Ora è un periodo di chiusura per teatri e cinema, quindi le serie o comunque i film per la televisione sono l’unico approccio che possono avere le persone con il mondo dello spettacolo. Può essere un’opportunità per migliorare questo genere di trasmissioni che potrebbero avere anche un maggiore ascolto? Sì, anche secondo me dobbiamo porci l’obiettivo di migliorare le serie, in modo che le televisioni non a pagamento possano competere con le piattaforme come Netflix, Amazon Prime etc. Dobbiamo al contempo riconoscere che queste nuove forme hanno una grande offerta e sono diventate un modo per i giovani attori per provare ad emergere. Penso però che la stessa importanza vada data al teatro, non necessariamente con gli stessi investimenti, ma va sicuramente potenziato lo spettacolo dal vivo. Ovviamente, ora non è possibile a causa dell’emergenza, ma vorrei tanto che, appena sarà possibile riaprire, non si perdesse neanche un giorno in più.

Com’è stato girare nelle nostre zone? Bellissimo. Io adoro Firenze, c’ero stato già qualche anno fa per recitare alla Pergola con Giulio Scarpati e Valeria Solarino.
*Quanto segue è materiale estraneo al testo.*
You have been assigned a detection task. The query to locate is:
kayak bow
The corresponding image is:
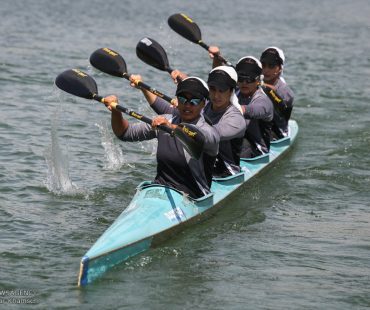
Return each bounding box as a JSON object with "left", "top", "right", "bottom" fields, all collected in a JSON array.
[{"left": 78, "top": 120, "right": 299, "bottom": 286}]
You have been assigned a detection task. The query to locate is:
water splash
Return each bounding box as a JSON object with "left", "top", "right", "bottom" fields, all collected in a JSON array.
[
  {"left": 44, "top": 109, "right": 80, "bottom": 196},
  {"left": 95, "top": 121, "right": 129, "bottom": 170}
]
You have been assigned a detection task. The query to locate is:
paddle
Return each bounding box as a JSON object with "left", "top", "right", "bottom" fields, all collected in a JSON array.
[
  {"left": 55, "top": 69, "right": 205, "bottom": 159},
  {"left": 89, "top": 47, "right": 176, "bottom": 105},
  {"left": 168, "top": 13, "right": 233, "bottom": 67},
  {"left": 136, "top": 37, "right": 182, "bottom": 82}
]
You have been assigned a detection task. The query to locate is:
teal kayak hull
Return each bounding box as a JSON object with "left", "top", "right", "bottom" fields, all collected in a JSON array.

È una città straordinaria, si respira la Storia in ogni angolo, è piccola e densa di significato. Sono rimasto molto colpito dal rispetto che i fiorentini hanno per la loro città, si percepisce che sono orgogliosi di vivere circondati da tanta bellezza. Non penso sia possibile girare tutta Firenze, credo che resterà sempre qualcosa da vedere. Inoltre, mi piacciono tantissimo le zone del Mugello. Sono stato diverse volte all’autodromo, poiché sono un fan di Valentino Rossi. Il mondo dei motori mi affascina tantissimo, in fondo è anche quella una forma d’arte.